—Soyez heureuse, mademoiselle, lui dit Ariadne qui s'arrêta un instant; puis, se tournant vers ses compagnes: Pardonnez-moi mes offenses, volontaires ou involontaires, pour que je m'en aille en paix.

—Que Dieu te pardonne! murmurèrent gravement les jeunes filles, selon la formule consacrée.

Ariadne descendit les dernières marches, le cœur serré, et toucha le sol du vestibule. La porte était ouverte devant elle. Olga quitta son bras, l'embrassa trois fois, et Ariadne n'eut plus à son côté que la vieille dame.

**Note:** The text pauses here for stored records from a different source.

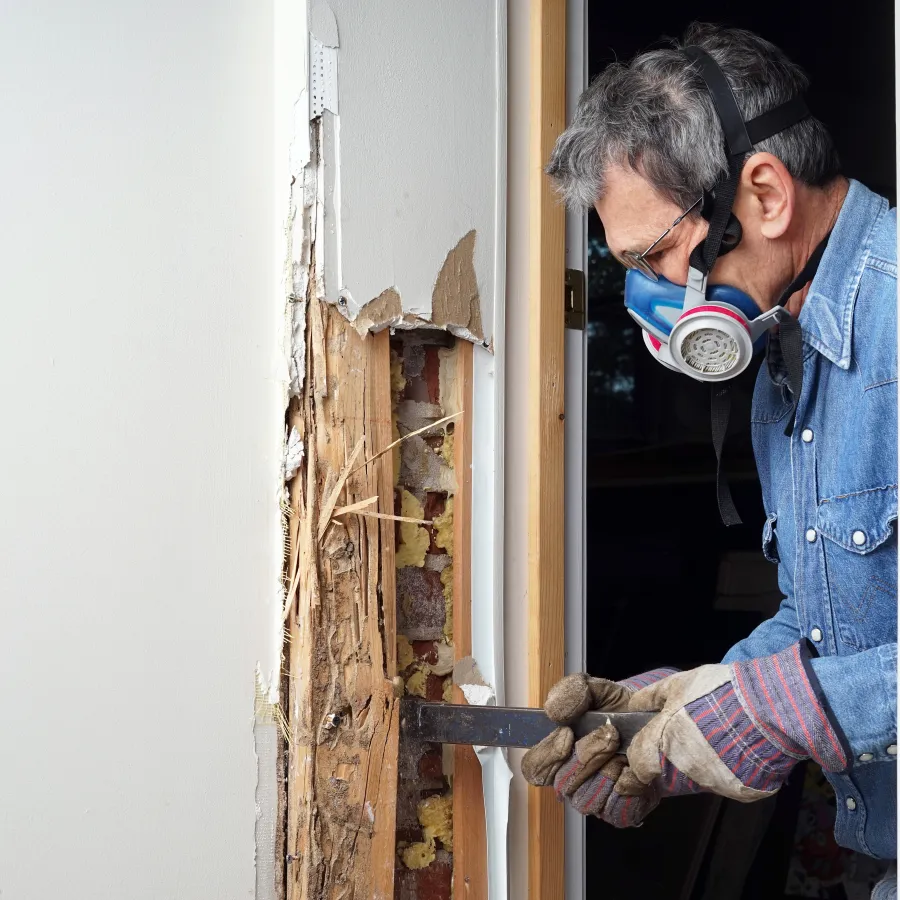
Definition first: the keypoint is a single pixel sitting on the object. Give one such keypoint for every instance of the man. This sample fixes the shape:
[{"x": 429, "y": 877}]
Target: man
[{"x": 648, "y": 151}]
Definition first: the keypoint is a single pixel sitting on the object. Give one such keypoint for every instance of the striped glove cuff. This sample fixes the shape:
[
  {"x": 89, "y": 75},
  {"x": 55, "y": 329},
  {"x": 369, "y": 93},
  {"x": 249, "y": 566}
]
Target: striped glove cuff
[{"x": 783, "y": 697}]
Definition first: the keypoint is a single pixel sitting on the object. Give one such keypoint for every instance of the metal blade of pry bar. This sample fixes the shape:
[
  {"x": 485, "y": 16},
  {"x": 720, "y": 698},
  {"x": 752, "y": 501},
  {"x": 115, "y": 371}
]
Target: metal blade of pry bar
[{"x": 502, "y": 726}]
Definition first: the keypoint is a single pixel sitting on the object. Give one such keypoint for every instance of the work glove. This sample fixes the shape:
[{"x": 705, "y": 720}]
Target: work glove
[
  {"x": 735, "y": 730},
  {"x": 588, "y": 772}
]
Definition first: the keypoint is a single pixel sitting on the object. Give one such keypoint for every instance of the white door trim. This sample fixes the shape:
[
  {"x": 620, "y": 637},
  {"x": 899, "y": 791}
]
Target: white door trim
[{"x": 576, "y": 419}]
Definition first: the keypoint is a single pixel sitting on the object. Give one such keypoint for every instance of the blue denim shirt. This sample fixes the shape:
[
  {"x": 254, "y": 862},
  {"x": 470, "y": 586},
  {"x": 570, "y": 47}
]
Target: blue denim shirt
[{"x": 830, "y": 495}]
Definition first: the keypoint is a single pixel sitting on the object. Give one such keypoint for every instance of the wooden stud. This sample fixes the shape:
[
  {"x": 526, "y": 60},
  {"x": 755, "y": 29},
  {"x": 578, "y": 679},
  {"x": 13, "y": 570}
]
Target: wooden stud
[
  {"x": 469, "y": 827},
  {"x": 379, "y": 412},
  {"x": 342, "y": 779},
  {"x": 546, "y": 513}
]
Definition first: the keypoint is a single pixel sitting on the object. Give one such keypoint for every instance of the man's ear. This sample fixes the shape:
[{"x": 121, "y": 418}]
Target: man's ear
[{"x": 769, "y": 190}]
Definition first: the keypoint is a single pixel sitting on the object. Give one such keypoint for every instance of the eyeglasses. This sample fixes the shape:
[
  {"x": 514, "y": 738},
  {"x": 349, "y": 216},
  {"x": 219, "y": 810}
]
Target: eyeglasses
[{"x": 632, "y": 260}]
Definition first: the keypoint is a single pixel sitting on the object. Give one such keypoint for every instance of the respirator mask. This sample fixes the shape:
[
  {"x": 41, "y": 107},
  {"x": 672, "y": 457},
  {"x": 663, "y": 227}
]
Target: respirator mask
[{"x": 711, "y": 332}]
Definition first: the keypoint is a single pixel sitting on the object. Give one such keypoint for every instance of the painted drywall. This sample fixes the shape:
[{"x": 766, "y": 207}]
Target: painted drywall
[
  {"x": 423, "y": 95},
  {"x": 141, "y": 441}
]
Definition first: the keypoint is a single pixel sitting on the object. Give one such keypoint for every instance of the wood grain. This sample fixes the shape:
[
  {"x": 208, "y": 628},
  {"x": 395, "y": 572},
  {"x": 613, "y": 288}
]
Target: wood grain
[
  {"x": 342, "y": 780},
  {"x": 469, "y": 827},
  {"x": 546, "y": 511}
]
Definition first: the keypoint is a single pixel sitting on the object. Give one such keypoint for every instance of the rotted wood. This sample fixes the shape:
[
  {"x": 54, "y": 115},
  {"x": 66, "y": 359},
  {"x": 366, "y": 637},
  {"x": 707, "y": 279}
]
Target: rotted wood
[{"x": 342, "y": 714}]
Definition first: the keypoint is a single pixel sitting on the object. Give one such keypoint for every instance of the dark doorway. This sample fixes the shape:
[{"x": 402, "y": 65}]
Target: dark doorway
[{"x": 668, "y": 584}]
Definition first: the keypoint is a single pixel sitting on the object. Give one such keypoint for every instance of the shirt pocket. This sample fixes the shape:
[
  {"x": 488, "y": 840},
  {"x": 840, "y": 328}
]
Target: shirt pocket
[
  {"x": 770, "y": 539},
  {"x": 861, "y": 564}
]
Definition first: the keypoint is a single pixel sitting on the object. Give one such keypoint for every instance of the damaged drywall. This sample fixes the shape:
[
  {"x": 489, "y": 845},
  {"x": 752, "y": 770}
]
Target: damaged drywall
[
  {"x": 396, "y": 220},
  {"x": 426, "y": 249}
]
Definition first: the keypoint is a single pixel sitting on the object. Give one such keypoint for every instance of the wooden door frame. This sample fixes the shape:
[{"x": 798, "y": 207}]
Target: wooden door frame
[{"x": 546, "y": 506}]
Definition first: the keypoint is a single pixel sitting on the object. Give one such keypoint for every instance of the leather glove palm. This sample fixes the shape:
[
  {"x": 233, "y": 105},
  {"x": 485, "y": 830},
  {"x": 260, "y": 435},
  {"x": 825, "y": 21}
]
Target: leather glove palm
[
  {"x": 589, "y": 773},
  {"x": 736, "y": 730}
]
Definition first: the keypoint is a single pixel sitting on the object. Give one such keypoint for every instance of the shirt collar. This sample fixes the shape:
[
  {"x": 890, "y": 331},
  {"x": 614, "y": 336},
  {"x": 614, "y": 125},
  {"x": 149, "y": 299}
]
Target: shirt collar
[{"x": 827, "y": 315}]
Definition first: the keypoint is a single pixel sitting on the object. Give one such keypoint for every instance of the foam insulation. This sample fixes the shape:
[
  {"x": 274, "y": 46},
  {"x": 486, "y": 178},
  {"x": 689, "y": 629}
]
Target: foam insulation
[
  {"x": 444, "y": 663},
  {"x": 418, "y": 855},
  {"x": 436, "y": 817},
  {"x": 356, "y": 240},
  {"x": 384, "y": 269},
  {"x": 447, "y": 585},
  {"x": 414, "y": 539},
  {"x": 443, "y": 528}
]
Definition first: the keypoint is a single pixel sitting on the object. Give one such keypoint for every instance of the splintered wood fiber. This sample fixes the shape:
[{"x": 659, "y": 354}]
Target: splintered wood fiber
[{"x": 341, "y": 712}]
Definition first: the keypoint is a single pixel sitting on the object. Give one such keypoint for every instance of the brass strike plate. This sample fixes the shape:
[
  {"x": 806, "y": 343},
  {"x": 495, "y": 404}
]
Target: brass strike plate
[{"x": 575, "y": 300}]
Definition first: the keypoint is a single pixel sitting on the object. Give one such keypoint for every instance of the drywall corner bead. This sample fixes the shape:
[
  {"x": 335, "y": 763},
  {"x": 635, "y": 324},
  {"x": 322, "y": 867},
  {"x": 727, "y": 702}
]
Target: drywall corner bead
[
  {"x": 267, "y": 717},
  {"x": 323, "y": 51},
  {"x": 323, "y": 24}
]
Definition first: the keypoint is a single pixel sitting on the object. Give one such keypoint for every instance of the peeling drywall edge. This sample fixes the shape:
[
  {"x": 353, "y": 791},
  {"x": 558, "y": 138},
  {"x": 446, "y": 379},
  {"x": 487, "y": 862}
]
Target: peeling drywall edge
[
  {"x": 455, "y": 297},
  {"x": 292, "y": 149},
  {"x": 265, "y": 740}
]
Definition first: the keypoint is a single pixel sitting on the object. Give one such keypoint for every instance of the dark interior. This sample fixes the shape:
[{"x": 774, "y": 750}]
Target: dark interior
[{"x": 668, "y": 584}]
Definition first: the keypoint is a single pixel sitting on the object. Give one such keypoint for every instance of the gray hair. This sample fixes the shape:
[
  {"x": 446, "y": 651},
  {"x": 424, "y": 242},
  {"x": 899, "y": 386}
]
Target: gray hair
[{"x": 654, "y": 115}]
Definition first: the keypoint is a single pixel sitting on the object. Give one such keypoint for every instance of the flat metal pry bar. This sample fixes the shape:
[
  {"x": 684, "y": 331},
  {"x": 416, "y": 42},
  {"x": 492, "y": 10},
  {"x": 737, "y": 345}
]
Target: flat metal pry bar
[{"x": 502, "y": 726}]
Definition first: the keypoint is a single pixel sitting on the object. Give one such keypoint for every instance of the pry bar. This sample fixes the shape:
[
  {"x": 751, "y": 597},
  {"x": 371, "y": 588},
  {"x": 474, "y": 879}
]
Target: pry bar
[{"x": 502, "y": 726}]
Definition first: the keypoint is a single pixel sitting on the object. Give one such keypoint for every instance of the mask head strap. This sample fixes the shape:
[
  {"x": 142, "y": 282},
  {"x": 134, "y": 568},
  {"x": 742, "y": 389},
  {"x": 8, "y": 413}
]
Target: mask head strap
[{"x": 740, "y": 136}]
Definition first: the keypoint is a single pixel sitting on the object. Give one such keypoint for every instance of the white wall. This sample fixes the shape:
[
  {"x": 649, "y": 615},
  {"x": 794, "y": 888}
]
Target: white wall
[{"x": 138, "y": 453}]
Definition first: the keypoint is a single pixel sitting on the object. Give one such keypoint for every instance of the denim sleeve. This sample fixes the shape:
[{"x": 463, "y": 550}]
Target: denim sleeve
[
  {"x": 770, "y": 637},
  {"x": 861, "y": 691}
]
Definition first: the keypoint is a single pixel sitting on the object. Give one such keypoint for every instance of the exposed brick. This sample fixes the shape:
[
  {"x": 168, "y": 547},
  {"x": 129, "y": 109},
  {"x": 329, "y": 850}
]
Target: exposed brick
[
  {"x": 425, "y": 651},
  {"x": 431, "y": 374},
  {"x": 434, "y": 688}
]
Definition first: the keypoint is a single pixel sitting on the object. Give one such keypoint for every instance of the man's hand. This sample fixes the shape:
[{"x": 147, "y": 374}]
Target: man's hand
[
  {"x": 589, "y": 773},
  {"x": 736, "y": 730}
]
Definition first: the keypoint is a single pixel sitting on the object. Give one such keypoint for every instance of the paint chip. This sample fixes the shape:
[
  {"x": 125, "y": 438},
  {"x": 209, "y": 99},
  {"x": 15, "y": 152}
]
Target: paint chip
[
  {"x": 467, "y": 676},
  {"x": 455, "y": 301},
  {"x": 293, "y": 454}
]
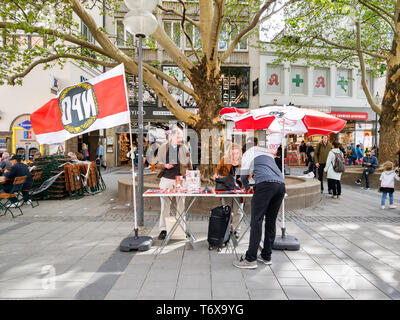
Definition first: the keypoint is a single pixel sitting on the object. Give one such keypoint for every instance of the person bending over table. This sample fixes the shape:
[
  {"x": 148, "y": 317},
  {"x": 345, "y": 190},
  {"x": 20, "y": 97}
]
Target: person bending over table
[
  {"x": 230, "y": 166},
  {"x": 18, "y": 169},
  {"x": 173, "y": 159},
  {"x": 269, "y": 191}
]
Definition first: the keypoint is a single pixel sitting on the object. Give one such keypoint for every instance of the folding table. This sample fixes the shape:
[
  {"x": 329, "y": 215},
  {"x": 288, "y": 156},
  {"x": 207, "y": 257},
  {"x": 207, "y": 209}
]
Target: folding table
[{"x": 182, "y": 215}]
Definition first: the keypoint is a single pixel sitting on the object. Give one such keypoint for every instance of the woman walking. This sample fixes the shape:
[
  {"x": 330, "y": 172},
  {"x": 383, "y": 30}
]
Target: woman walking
[
  {"x": 334, "y": 168},
  {"x": 387, "y": 184}
]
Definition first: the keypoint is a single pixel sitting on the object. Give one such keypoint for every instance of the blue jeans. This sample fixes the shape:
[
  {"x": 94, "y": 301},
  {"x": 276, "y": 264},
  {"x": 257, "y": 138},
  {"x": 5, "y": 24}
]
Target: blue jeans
[{"x": 384, "y": 198}]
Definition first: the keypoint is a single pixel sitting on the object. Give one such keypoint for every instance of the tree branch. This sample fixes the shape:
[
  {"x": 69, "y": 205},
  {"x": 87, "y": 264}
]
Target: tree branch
[
  {"x": 382, "y": 15},
  {"x": 216, "y": 25},
  {"x": 55, "y": 57},
  {"x": 195, "y": 23},
  {"x": 173, "y": 51},
  {"x": 253, "y": 23},
  {"x": 184, "y": 29},
  {"x": 375, "y": 55},
  {"x": 363, "y": 71},
  {"x": 66, "y": 37},
  {"x": 379, "y": 10},
  {"x": 171, "y": 81},
  {"x": 206, "y": 15}
]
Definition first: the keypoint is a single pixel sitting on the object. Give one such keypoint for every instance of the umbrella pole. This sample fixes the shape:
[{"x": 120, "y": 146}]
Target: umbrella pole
[{"x": 284, "y": 242}]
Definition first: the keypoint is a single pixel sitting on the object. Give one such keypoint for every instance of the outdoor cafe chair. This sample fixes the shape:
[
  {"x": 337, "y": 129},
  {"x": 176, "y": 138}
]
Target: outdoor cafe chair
[{"x": 15, "y": 193}]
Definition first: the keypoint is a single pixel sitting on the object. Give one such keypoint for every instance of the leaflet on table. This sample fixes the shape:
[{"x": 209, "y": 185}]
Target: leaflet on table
[{"x": 172, "y": 191}]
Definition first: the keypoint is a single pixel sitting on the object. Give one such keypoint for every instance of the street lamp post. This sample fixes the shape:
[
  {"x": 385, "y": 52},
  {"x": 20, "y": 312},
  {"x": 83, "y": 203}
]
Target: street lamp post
[
  {"x": 377, "y": 101},
  {"x": 140, "y": 22}
]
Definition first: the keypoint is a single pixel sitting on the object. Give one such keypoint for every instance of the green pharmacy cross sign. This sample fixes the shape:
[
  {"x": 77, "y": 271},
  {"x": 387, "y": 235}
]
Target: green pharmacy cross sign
[
  {"x": 342, "y": 83},
  {"x": 297, "y": 80}
]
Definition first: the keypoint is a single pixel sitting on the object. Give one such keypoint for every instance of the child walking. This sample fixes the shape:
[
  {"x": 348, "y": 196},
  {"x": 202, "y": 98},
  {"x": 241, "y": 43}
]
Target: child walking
[{"x": 387, "y": 183}]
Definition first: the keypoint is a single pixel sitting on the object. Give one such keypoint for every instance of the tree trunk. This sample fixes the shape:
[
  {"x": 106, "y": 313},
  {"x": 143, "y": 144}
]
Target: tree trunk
[
  {"x": 389, "y": 143},
  {"x": 208, "y": 127}
]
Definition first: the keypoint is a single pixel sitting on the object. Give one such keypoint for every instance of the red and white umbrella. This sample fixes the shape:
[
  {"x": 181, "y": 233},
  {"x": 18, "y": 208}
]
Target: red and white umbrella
[
  {"x": 295, "y": 120},
  {"x": 286, "y": 119}
]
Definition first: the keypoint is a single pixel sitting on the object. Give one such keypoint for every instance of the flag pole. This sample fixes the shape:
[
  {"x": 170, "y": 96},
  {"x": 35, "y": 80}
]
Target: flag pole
[
  {"x": 284, "y": 242},
  {"x": 133, "y": 183},
  {"x": 141, "y": 243}
]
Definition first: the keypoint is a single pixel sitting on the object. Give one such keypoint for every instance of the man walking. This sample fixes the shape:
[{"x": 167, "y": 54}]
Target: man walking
[
  {"x": 321, "y": 154},
  {"x": 269, "y": 191},
  {"x": 173, "y": 159},
  {"x": 370, "y": 163}
]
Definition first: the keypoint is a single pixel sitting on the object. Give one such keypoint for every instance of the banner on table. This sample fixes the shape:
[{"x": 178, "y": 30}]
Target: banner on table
[{"x": 99, "y": 103}]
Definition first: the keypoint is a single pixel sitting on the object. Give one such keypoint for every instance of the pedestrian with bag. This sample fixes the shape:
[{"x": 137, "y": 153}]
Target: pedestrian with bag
[
  {"x": 230, "y": 165},
  {"x": 387, "y": 184},
  {"x": 269, "y": 190},
  {"x": 320, "y": 156},
  {"x": 370, "y": 163},
  {"x": 173, "y": 159},
  {"x": 335, "y": 166}
]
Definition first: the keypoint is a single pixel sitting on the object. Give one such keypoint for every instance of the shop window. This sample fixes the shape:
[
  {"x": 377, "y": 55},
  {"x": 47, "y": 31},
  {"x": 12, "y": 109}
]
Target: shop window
[
  {"x": 234, "y": 86},
  {"x": 274, "y": 81},
  {"x": 343, "y": 83},
  {"x": 180, "y": 96},
  {"x": 149, "y": 96},
  {"x": 360, "y": 90},
  {"x": 298, "y": 80},
  {"x": 321, "y": 82},
  {"x": 194, "y": 35}
]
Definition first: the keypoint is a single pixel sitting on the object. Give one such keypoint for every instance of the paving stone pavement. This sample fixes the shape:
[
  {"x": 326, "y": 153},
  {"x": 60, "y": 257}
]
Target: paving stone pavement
[{"x": 69, "y": 249}]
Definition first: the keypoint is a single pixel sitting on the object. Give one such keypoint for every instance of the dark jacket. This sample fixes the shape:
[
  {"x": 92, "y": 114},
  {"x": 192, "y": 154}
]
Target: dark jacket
[
  {"x": 19, "y": 170},
  {"x": 372, "y": 160}
]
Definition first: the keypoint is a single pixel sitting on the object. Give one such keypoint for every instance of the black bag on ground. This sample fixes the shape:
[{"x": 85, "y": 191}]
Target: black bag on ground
[{"x": 219, "y": 227}]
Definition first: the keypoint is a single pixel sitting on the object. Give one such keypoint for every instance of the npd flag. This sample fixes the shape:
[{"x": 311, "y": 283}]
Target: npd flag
[{"x": 99, "y": 103}]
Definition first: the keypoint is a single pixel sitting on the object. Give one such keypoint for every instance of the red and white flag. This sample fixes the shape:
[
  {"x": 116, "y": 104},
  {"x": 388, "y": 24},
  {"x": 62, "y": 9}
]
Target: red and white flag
[{"x": 99, "y": 103}]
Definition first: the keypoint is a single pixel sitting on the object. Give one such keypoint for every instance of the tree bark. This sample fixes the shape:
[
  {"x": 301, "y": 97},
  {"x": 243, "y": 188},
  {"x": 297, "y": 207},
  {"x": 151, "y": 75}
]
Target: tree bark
[{"x": 389, "y": 141}]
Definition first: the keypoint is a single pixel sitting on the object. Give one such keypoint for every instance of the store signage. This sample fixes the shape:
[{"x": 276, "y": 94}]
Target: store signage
[
  {"x": 350, "y": 115},
  {"x": 152, "y": 113},
  {"x": 255, "y": 87},
  {"x": 26, "y": 125}
]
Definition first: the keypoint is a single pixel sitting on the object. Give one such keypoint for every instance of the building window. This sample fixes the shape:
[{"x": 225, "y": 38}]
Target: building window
[
  {"x": 124, "y": 38},
  {"x": 235, "y": 87},
  {"x": 194, "y": 35},
  {"x": 274, "y": 79},
  {"x": 321, "y": 82},
  {"x": 343, "y": 83},
  {"x": 179, "y": 95},
  {"x": 298, "y": 80},
  {"x": 228, "y": 35},
  {"x": 360, "y": 90},
  {"x": 173, "y": 30},
  {"x": 86, "y": 33}
]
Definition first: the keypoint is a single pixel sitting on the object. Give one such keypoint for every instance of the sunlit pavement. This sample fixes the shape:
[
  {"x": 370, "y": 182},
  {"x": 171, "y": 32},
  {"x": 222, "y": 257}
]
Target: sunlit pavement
[{"x": 68, "y": 249}]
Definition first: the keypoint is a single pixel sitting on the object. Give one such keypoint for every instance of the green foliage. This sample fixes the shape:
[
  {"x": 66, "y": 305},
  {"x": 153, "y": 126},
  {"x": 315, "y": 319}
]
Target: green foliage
[{"x": 308, "y": 22}]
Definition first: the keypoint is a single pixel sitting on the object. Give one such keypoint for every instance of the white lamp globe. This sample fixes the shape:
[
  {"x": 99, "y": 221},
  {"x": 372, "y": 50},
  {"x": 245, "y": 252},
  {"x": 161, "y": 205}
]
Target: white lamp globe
[
  {"x": 148, "y": 5},
  {"x": 140, "y": 22}
]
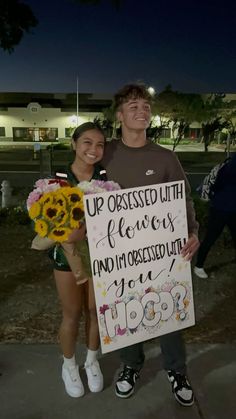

—Adieu! dit-elle à sa compagne.

Celle-ci prit la main d'Ariadne inerte à son côté, la serra à la briser, et l'élève chassée sentit sur cette main un baiser furtif qui semblait demander grâce. C'était la coupable qui s'humiliait devant l'innocente. Deux pas de plus, et la porte se referma sur Ariadne Ranine, chassée de l'institut pour infractions graves au règlement.


XIII

C'est une impression bien étrange que celle du pavé sous le pied des recluses qui abandonnent leur asile. L'air frais, le mouvement du dehors, le bruit des voitures ne frappent peut-être pas aussi vivement l'esprit que ce contact brutal des pieds qui n'ont connu que les dalles unies ou les parquets cirés, avec la pierre anguleuse des rues.

Ariadne marchait avec peine, et ses pieds délicats souffraient à chaque pas; c'était l'emblème de son existence: elle devait ainsi se heurter à toutes les aspérités de la vie.